Sin & Suffer
Arthur will kill him. And we’ll both be safe.
My attention zeroed in on his injury. He had to get better and quickly. I had no intention of us ever being apart again. No wound or disease could deny us a happy future.
I won’t let it.
It was his responsibility to protect me and look after himself, just like it was mine to tend to him and love him unconditionally.
“We should go back to the hospital. I think you need to be seen by another doctor, Art.” I tucked my arms beneath my makeshift clothing. “You’re hiding something from me. You’re not as well as you say you are. And I won’t let you hurt when you can get help.”
His nostrils flared. “Always so damn nosy and bossy.” He narrowed his eyes. “Hospitals are public places. Anyone can get to us there. I agree, I need another doctor—we both do. But I’m not going to the hospital.”
“What are we going to do, then?”
“I’ll get the hospital to come to us.”
“Ah, yes. Money can do that.”
He scowled. “You come from wealth, so I don’t know why you’re suddenly uncomfortable with it.”
That’s true.
Why bicker about something so useless? Was it because of what he planned to do with his money? Or deeper distrust that wealth couldn’t buy happiness?

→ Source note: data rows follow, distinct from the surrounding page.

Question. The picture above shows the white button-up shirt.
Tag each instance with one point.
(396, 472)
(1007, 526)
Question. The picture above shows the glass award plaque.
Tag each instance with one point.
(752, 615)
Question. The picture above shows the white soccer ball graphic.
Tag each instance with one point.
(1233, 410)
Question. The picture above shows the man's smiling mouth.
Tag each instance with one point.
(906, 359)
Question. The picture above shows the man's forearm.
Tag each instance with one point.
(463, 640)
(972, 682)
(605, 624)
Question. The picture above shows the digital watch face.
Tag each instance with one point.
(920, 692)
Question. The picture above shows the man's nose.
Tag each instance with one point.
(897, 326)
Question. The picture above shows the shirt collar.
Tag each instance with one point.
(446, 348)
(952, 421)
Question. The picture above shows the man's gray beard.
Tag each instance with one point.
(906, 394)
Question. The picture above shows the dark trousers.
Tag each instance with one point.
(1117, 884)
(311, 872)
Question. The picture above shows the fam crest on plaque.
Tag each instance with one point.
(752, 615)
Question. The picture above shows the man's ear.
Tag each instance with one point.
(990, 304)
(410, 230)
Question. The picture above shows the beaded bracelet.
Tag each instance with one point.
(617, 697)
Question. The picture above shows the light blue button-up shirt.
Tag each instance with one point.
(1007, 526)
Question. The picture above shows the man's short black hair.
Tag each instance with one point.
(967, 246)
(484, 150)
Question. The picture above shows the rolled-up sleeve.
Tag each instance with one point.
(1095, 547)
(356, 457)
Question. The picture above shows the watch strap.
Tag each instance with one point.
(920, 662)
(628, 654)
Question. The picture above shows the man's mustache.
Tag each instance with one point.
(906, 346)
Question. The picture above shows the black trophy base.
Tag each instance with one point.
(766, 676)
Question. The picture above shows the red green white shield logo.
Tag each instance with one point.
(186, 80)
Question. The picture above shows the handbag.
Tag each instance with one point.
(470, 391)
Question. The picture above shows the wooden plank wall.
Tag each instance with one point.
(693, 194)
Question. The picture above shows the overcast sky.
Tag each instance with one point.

Arthur asked, “Was your family in England poor?”
I paused, my mind skipping back to the movie nights with fish and chip takeaways and the occasional treat at Corrine’s favorite Indian restaurant. “No, my foster parents weren’t poor. They drove midrange cars and worked in clerical jobs. I was comfortable in their home and what they lacked in monetary wealth they made up for in love.” I smiled, thinking how lucky I was to be cared for by a family who didn’t mind I couldn’t remember and who put up with my years of quiet sadness. They’d been exactly what I needed and Corrine … she was the sister I’d never had.
A pang of misery hit me hard. I missed them just as much as I missed my biological parents. And I missed Corrine a ton. I missed our chats. I missed the studio apartment we shared.
“You loved them,” Arthur whispered. “I can tell.”
I met his eyes in the mirror. “They were all I had. They put up with me sullen and uncommunicative. They healed me even when my mind remained broken.”
They were good people.
I wanted to see them again—to tell them how much I appreciated what they’d done for me—to show them how happy I was now that I remembered.
I gasped. Oh, my God. “We could go to England after this. Go and see them. I’d love to introduce you and tell them I remember.”
Corrine would finally understand why I had a thing for green-eyed heroes in movies. I could show them my past and bring them fully into my future.
Arthur snorted. “You think they’ll still look at you the same way when you say you’re the daughter of a biker president and dating the man who murdered your parents? You think they’ll welcome me into their house?” Looking at the ceiling, he laughed. “Like that’s going to fucking happen.”
“Stop being so pessimistic.”
And I’m not dating you. Dating was temporary. What we had was permanent. As permanent as ink on skin or fossils in stone.
Arthur growled, “I’m being a realist.”
A slither of panic worked down my spine. Arthur was hot tempered … but never this argumentative. I couldn’t seem to say a thing without him jumping down my throat.
Is it his concussion? Did people suffer mood swings from a head injury?
Silence settled like dusting snowflakes as we sped down the motorway, following the long journey back home.
Arthur threw the car into fifth gear, then activated cruise control. His large hands held the steering wheel as he glanced at me in the mirror again. “I’m sorry.”
I tensed. “It’s not just a concussion you’re suffering … is it?”
He pinched the bridge of his nose, then rubbed his eyes. “I’ll tell you. Just … let’s get home first, okay?” A shadow cast over his face.
“You do know the only way this will work is if we have complete honesty between us?” I didn’t shout. He needed to hear how serious I was without volume.
He froze. In a single breath, he switched from angry and invincible to deflated and terrified. “I know.” His eyes met mine. “If you can find some way to stay with me after what I did, I promise I’ll make it up to you. Give me a chance … to make this right. To give you more. To give you so much fucking more than I have.”
Once again that panic of him keeping secrets swarmed me.
“You don’t owe me any more than you’ve already given. And I’m not going anywhere. How many times do I need to tell you that?”
He sighed wearily. “For so long I’ve been driven by an obsession. To create more wealth. To create more power. Only those with more than others can ever hope to win. But now that you’re back in my life—the obsession is even worse. Instead of being satisfied, I feel as if I don’t fucking deserve you unless I continue to gather more of everything.”
His knuckles tightened around the steering wheel. The motorway was a blur of lights and concrete. “I never wanted to go to war. But sometimes we have to become something we hate in order to get what we want.”
My brain hurt. What does he mean now? There should be a warning about falling in love with geniuses. Riddles to him were conversation. Equations and patterns were punctuation.